I read a survey on neurosymbolic AI for this paper, plus a few of the older papers it cited. This isn't a summary of any one of them. It's a note to myself about what I think I understood, and what I'm not sure I did. If you're looking for a clean overview, find a better source.
Why military systems, specifically
Military and defence applications are an interesting case for neurosymbolic AI because the failure modes matter. A misclassification in a consumer photo app is a slightly wrong tag. The same misclassification in a target-recognition system, an autonomous logistics planner, or a cyber-defence triage tool is a different problem entirely. The pitch for neurosymbolic methods in this domain is that you keep the perception power of neural networks while adding a symbolic layer that can be inspected, constrained, and argued about. Whether the engineering cost is worth it is the question I kept asking while reading.
The pitch, as I understand it
Neural networks are good at fuzzy stuff. Perception, language, anything that looks like a high-dimensional pattern-matching problem. They are bad at things that require exact, compositional reasoning. Long chains of inference, formal constraints, the kind of stuff symbolic systems were good at in the 80s.
The neurosymbolic idea is to put the two together. A neural component handles the perception. A symbolic component handles the reasoning. The interface between them is the interesting part. Most of the disagreements in the literature are about how to draw that line.
What I think I got
There are basically three camps:
- Symbolic-neural. A traditional symbolic system at the core, with neural networks plugged in as oracles. The neural net answers questions the symbolic system can't easily compute. The classic example is a theorem prover that uses a neural net to predict which axioms to try next. In a military context, this looks like a rule-based engagement-decision shell with a learned perception module feeding it sensor data.

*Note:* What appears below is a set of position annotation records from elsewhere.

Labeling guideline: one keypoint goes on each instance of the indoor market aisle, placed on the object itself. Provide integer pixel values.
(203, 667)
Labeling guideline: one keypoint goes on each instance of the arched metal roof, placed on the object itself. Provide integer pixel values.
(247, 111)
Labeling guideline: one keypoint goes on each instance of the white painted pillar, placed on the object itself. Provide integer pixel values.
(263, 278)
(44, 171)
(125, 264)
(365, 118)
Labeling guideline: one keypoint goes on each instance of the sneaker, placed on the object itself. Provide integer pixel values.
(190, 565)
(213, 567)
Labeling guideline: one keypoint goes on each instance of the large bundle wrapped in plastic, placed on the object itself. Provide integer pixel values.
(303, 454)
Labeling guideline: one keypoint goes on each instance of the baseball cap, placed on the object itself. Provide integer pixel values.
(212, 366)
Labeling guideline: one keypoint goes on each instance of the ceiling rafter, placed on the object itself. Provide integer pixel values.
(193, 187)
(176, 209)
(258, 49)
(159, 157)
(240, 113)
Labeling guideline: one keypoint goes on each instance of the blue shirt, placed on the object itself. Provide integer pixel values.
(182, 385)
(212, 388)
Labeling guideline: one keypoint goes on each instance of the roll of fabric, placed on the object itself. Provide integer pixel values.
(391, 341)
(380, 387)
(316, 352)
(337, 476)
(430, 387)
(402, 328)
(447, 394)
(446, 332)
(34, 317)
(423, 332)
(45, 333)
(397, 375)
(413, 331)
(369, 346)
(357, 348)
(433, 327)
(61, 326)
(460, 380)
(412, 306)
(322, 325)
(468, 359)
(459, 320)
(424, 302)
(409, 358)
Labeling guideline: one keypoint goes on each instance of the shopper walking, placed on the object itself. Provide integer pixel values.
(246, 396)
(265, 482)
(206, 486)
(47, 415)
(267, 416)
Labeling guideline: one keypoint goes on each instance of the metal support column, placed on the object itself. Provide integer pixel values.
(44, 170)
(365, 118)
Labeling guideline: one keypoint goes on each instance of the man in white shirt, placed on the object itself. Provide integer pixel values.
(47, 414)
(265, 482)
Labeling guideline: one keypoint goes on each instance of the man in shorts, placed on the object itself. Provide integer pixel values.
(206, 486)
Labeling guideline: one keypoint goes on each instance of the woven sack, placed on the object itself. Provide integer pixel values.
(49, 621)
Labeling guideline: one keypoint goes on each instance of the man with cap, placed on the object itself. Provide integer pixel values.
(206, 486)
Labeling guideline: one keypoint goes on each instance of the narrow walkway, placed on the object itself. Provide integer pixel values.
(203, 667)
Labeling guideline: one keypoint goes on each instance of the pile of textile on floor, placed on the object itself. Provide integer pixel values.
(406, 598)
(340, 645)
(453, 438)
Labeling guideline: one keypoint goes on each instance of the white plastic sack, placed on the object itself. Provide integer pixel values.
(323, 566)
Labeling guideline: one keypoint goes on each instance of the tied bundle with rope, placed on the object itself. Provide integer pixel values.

- Neural-symbolic. A neural net at the core, with symbolic structure imposed on top. The architecture is neural but the loss function or the output constraints encode symbolic knowledge. The classic example is a network that outputs a parse tree. For defence applications, this often shows up as a learned policy that is constrained to obey a rules-of-engagement specification.
- Hybrid. Both components are first-class. There's a controller that decides which one to use, and they communicate through some shared representation. This is the most ambitious and the most common in real deployed systems I've read about.
I think the first camp is the most principled for military applications, because the symbolic shell is the part that can be audited. The third is the most ambitious. The second is the easiest to publish, because you can take any existing neural model and add a constraint.
What I'm not sure about
I don't know if any of this works in a way that justifies the engineering cost. The benchmark numbers in the surveys look good, but I notice that the benchmarks are usually hand-picked, and the symbolic components are usually small enough that you could just write the rules. I'm not convinced the field has crossed the threshold where the hybrid system is doing something neither component could do alone. In military applications this matters more, because the failure of "we added complexity for no real gain" is harder to walk back than in a research paper.
There's also an alignment story here that I find suspicious. The pitch is that neurosymbolic systems are more interpretable, because you can read the symbolic trace. In practice the trace tells you what the system did, not why. The neural part still does the parts that are hard to interpret. You get a partial story and a feeling of safety that may not be earned. In a military system, partial interpretability isn't the same as auditable safety, and I think that distinction is sometimes glossed over.
I might be wrong about this. I'm not a neurosymbolic researcher. I'm someone who read a survey and is suspicious of things that look like silver bullets, especially in domains where the consequences of being wrong are not symmetric.
What I'll take from it
Two things.
First, the framing is useful even if the systems aren't. The question "where does the perception end and the reasoning begin" is one I'm going to keep asking about every system I build, and especially about systems where the answer is "we don't know, the neural net handles it." Most ML systems I see answer that question by accident, or not at all.
Second, I want to try building one. Not a research system. A small, stupid system where a neural net classifies a document and a symbolic system checks the classification against a set of rules I write. The point is to feel the interface. To find out where it breaks, what kinds of errors the symbolic part catches, what kinds it misses. To find out whether the engineering cost is worth it for the kind of work I do.
I'll write it up if I do.
What I want to read next
I want to read more of the older work, the 90s stuff that was doing this before it was cool. There's a thread from Garcez and Lamb that I haven't followed yet. I want to read some of the more skeptical takes, the kind that show up in JMLR and not at NeurIPS. And I want to find a good failure case — a real neurosymbolic system that was deployed (in defence or elsewhere) and broke, and someone wrote honestly about why.
If you know of any of those, I'd like to hear about it.